Launching the workflow
The Prepare Raw Data workflow is at:
Toolbox | Template Workflows | Preparing Raw Data| Prepare Raw Data ()
See figure 12.63.
Figure 12.63: Template Workflows in the Toolbox.
Launch the workflow and step through the wizard.
- Select the reads to be processed (figure 12.64).
Figure 12.64: Select the sequence lists containing the reads to be processed. - If more than one sequence list has been selected, check the Batch checkbox to analyze each input separately. This will generate a trimmed sequence list and QC report for each sequence list provided. See Running workflows in batch mode for further details about Batch mode.

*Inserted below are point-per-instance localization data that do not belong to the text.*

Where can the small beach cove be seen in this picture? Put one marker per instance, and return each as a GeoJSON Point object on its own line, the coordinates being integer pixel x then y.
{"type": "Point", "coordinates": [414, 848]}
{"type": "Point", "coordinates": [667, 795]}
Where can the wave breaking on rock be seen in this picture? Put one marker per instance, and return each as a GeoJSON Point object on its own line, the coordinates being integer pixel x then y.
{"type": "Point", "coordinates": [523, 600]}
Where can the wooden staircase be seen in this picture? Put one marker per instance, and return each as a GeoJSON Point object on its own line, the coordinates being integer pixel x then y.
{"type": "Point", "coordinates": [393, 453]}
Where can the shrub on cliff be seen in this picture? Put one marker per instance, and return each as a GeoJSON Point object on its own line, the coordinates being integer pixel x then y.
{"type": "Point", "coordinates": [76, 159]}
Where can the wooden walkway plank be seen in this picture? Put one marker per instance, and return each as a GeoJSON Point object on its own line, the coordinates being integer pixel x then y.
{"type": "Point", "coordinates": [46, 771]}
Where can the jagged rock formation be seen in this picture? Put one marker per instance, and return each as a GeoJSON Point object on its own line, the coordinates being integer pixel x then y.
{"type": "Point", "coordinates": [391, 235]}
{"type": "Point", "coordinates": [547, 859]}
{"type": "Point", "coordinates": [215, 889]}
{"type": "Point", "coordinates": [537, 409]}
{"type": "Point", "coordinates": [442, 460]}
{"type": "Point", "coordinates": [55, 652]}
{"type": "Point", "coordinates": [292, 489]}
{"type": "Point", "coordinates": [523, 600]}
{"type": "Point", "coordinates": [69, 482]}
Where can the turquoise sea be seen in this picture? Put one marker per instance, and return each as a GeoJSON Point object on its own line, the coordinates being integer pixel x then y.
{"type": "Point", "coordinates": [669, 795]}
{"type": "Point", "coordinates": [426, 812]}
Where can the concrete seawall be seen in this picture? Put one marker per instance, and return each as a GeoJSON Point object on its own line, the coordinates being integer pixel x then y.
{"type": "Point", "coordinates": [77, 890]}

If multiple sequence lists are input and the workflow is not run in Batch mode, a single sequence list and a single QC report are generated, based on all the reads from all the sequence lists.
- In the next step, choose "Use organization of input data" to specify how to define the batch units.
- Next, you can review the batch units resulting from your selections above.
- Settings for the Trim Reads tool can then be reviewed and adjusted (figure 12.65).
- In the next step, you can click on Preview All Parameters to review your settings and specify how results should be handled.
- In the final step, you choose a location to save the results to.
Tools in the workflow and outputs generated
The Prepare Raw Data workflow contains two tools, QC for Sequencing Reads (QC for Sequencing Reads) (figure 12.66) and Trim Reads (Trim Reads) (figure 12.66).
Figure 12.66: The design of the Prepare Raw Data workflow.
The outputs provided by this workflow are:
- QC graphic report and QC supplementary report See QC for Sequencing Reads for further details about these reports.
- Trimming report See NGS Trim Reads tool for further details.
- Sequence Lists containing trimmed paired reads and broken paired reads.
The reports generated should be inspected to determine whether the quality of the sequencing reads and the trimming are acceptable. If the quality is acceptable, the trimmed reads can be used in downstream analyses.